What Mozilla is implementing here, I suspect, is RFC 6761 section 6.3 item 3, which says:
Name resolution APIs and libraries SHOULD recognize
localhost names as special and SHOULD always return
the IP loopback address for address queries and
negative responses for all other query types. Name
resolution APIs SHOULD NOT send queries for localhost
names to their configured caching DNS server(s).
A few notes:
1) The use of "the IP loopback address" is a bit weird in IPv4, of course.
2) It's hard to know which loopback address to return from an API without violating the "SHOULD NOT" part of this item.
There's really no way to win here. In theory Firefox could do the resolution as normal and then if it doesn't come back as loopback replace it with 127.0.0.1. That would be perfectly within the letter of the RFC, since none of the stuff above it MUST-level requirements, but probably not really within its spirit, since it would violate the "SHOULD NOT" bit.
Note that Firefox is not alone here; Chrome has the same behavior last I checked. https://bugzilla.mozilla.org/show_bug.cgi?id=1220810#c28 is a comment from one of the networking/security folks at Chrome about this precise issue, in case it's of interest.
> There's really no way to win here. In theory Firefox could do the resolution as normal and then if it doesn't come back as loopback replace it with 127.0.0.1. That would be perfectly within the letter of the RFC, since noneo f the stuff above it MUST-level requirements, but probably not really within its spirit, since it would violate the "SHOULD NOT" bit.
Could a check to see if the name is "localhost" or "*.localhost" suffice to satisfy the "SHOULD NOT" requirement?
From the bugzilla comment:
> It seems reasonable to extend that to support any /etc/hosts assertions that fall into 127.0.0.0/8, but that's not something we've heard a whole lot of interest in, though there have certainly been one-off requests.
That does seem reasonable to me, and it covers more than just "localhost" names.
I do understand that most uses probably do not require resolution of localhost names to other than 127.0.0.1. I may also be a little annoyed that I'll have to make some changes to something I've been doing for a long time.
> Could a check to see if the name is "localhost" or "*.localhost" suffice to satisfy the "SHOULD NOT" requirement?
To satisfy that requirement you have to check for those names and if that's what the name is _not_ ask the "configured caching DNS server". Which means you need to do what? Calling OS APIs will do that DNS server thing unless the name is in /etc/hosts. You could manually parse /etc/hosts and see whether it's there, I guess... That's basically Mike West's suggestion.
The parsing of /etc/hosts would presumably have to exactly match the parsing that the system DNS code does, including error recovery behavior, etc. Otherwise you might treat as localhost something that is not mapped to localhost in /etc/hosts or vice versa. This is all doable, but it's not something I'd want to do if I were tasked with this decision, absent strong indicators that this work and the extra maintenance burden and attack surface (every parser ever is attack surface) is really worth it.

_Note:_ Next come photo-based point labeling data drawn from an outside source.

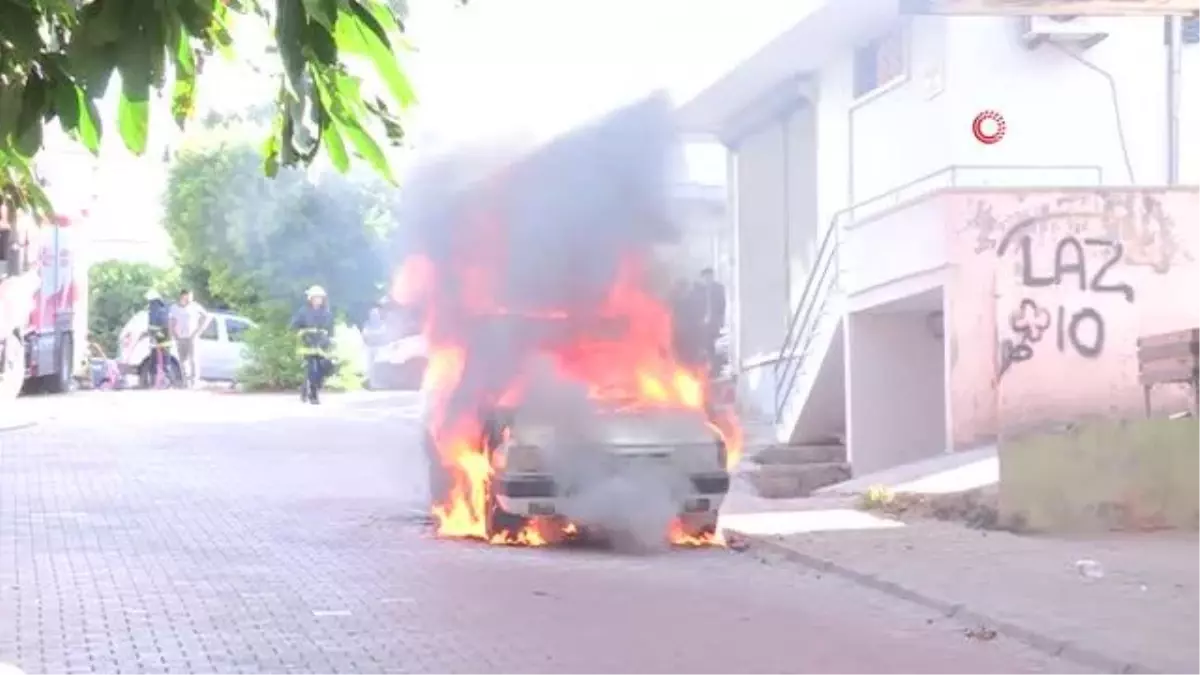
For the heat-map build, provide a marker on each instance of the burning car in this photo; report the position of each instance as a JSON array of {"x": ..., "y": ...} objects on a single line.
[
  {"x": 558, "y": 446},
  {"x": 553, "y": 394}
]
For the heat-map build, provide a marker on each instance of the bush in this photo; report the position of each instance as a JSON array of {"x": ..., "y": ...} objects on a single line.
[
  {"x": 274, "y": 365},
  {"x": 117, "y": 291}
]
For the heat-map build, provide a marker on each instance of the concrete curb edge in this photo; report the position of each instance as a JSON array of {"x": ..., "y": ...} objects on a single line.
[
  {"x": 17, "y": 425},
  {"x": 1039, "y": 641}
]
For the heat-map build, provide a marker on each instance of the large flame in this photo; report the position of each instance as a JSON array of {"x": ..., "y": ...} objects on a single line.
[{"x": 633, "y": 368}]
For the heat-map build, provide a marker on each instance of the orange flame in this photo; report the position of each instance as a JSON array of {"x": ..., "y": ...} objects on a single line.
[{"x": 633, "y": 369}]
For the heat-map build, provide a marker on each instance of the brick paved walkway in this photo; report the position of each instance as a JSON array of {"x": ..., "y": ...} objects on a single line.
[
  {"x": 187, "y": 533},
  {"x": 1144, "y": 610}
]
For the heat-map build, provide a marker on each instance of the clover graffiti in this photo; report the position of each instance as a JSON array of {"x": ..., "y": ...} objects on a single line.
[
  {"x": 1029, "y": 322},
  {"x": 1080, "y": 330}
]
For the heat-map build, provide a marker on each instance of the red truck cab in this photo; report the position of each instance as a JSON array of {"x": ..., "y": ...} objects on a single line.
[{"x": 42, "y": 304}]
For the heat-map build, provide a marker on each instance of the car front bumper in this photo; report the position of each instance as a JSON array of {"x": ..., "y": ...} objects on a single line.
[{"x": 538, "y": 494}]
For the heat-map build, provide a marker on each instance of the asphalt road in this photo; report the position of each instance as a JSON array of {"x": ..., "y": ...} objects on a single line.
[{"x": 195, "y": 532}]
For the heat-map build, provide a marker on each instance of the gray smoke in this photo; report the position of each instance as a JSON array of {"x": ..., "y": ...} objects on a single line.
[{"x": 540, "y": 236}]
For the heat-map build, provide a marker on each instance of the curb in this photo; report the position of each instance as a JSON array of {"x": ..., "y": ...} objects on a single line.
[
  {"x": 17, "y": 425},
  {"x": 1032, "y": 638}
]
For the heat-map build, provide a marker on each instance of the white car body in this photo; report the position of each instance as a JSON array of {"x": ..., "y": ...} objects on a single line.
[
  {"x": 532, "y": 478},
  {"x": 399, "y": 364},
  {"x": 219, "y": 347}
]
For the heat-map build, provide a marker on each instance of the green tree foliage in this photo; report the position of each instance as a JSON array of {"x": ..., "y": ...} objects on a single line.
[
  {"x": 275, "y": 365},
  {"x": 255, "y": 244},
  {"x": 58, "y": 58},
  {"x": 117, "y": 291}
]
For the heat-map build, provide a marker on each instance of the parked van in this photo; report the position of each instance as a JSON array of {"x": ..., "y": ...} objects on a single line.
[{"x": 220, "y": 350}]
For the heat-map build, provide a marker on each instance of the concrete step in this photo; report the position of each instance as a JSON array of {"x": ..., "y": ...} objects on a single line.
[
  {"x": 805, "y": 453},
  {"x": 784, "y": 481}
]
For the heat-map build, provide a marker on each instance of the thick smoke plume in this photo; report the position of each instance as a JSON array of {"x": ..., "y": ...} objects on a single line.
[{"x": 526, "y": 248}]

If the OS API calls a DNS server, that's not really the higher-level API’s problem. If you've decided to override OS APIs and do your own ground up implementation, then you basically need to do everything an OS-level API would do if it was behaving correctly. So you either need to parse all the appropriate system files (hosts, nsswitch.conf, etc.) with the appropriate special handling of localhost domains, or have your own equivalent, app specific configuration.
The “what are you supposed to do?” complaint seems to be complaining that replacing the core OS-level name resolution facility to avoid the possibility that it doesn't comply with one spec recommendation while avoiding loss of other desirable features involves quite bit of complexity. Which, yeah, it does. The whole reason to have OS level services like that is to prevent every app that does networking from having to reimplement basic services.
Keep in mind also that in many cases (e.g. when using DNS over HTTPS), Firefox is in fact not using the OS API, and is directly hitting a DNS server instead. Of course in that case whatever is happening in /etc/hosts is either getting ignored anyway or Firefox is parsing it anyway...
Sure there is. Consulting the local hosts file isn't contacting the configured caching DNS server, so there is no SHOULD or SHOULD NOT violated by consulting hosts and then defaulting 127.0.0.1 if a more specific address in the loopback address range is not provided.
(Relying on a system-level name resolution API also isn't contacting the caching DNS server, and if that API behaves according to spec, including potentially relying on local resources loke hosts but not remote DNS servers for localhost domains, that would also work.)
> and if that API behaves according to spec, including potentially relying on local resources loke hosts but not remote DNS servers for localhost domains
Yes, but that's only relevant if Firefox were mapping from IP addresses to something. Here it's mapping to an IP address, so 127.0.0.1 is fine (even though, e.g., 127.0.0.42 would also have been fine).